I don't know if this is still active, but I'm wondering something as I raise my Legbars. Back to the discussion of color. Reading the original description of the Cream Legbar (see http://www.ias.ac.in/jarch/jgenet/41/1.pdf) , I wonder if its like the Jaerhon where the "gold" is a darker variety and the "cream" is a lighter variety. It could be that we get wonky colors from the Rees lines because we are breeding for the dark variety in males and the light variety in females. Or maybe something like that. Just a thought.
 
I don't know if this is still active, but I'm wondering something as I raise my Legbars. Back to the discussion of color. Reading the original description of the Cream Legbar (see http://www.ias.ac.in/jarch/jgenet/41/1.pdf) , I wonder if its like the Jaerhon where the "gold" is a darker variety and the "cream" is a lighter variety.
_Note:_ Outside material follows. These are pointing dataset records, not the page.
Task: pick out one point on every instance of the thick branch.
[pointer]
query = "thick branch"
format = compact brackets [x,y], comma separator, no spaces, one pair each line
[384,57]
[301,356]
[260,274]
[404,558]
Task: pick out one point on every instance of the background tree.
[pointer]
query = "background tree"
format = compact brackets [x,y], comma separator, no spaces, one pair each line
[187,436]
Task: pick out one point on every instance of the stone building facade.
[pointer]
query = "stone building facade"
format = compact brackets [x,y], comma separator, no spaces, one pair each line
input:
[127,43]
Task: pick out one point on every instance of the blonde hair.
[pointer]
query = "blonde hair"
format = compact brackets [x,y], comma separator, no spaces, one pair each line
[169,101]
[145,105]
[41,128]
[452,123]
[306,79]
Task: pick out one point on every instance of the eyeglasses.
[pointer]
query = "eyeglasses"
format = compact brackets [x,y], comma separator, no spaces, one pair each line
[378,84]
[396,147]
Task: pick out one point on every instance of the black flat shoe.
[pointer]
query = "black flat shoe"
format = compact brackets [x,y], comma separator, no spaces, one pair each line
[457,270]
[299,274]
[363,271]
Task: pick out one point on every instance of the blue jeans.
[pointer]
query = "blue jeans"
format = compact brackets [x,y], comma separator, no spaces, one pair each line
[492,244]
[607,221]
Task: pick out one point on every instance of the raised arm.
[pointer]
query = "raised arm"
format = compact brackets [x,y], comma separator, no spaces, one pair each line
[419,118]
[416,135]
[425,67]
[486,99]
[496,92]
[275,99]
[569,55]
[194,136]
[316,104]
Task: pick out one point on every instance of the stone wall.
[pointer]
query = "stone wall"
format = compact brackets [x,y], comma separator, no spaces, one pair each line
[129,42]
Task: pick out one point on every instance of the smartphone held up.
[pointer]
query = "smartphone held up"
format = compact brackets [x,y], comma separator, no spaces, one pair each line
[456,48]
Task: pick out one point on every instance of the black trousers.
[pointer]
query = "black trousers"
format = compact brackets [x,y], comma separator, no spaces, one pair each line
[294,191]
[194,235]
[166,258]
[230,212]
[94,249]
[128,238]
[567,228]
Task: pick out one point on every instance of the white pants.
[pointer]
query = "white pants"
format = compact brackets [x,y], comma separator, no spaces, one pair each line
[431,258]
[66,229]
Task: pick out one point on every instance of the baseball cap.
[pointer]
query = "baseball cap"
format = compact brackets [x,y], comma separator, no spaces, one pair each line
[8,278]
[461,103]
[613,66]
It could be that we get wonky colors from the Rees lines because we are breeding for the dark variety in males and the light variety in females. Or maybe something like that. Just a thought.

Possibly. There is definitely a dark and light barring that we're seeing. There are also varying shades of cream.
But most of the wonky things I've seen have happened when I crossed strains and the hidden recessives emerged. There is something to be said for genetic diversity and the healthy birds it can produce, but left unchecked you can end up with all kinds of problems...I remember Curtis talking about it last year and warning members that letting the birds of unknown strains breed naturally in a flock, strongest rooster take all etc, was the quickest way to end up with hatchery quality birds. lots to ponder.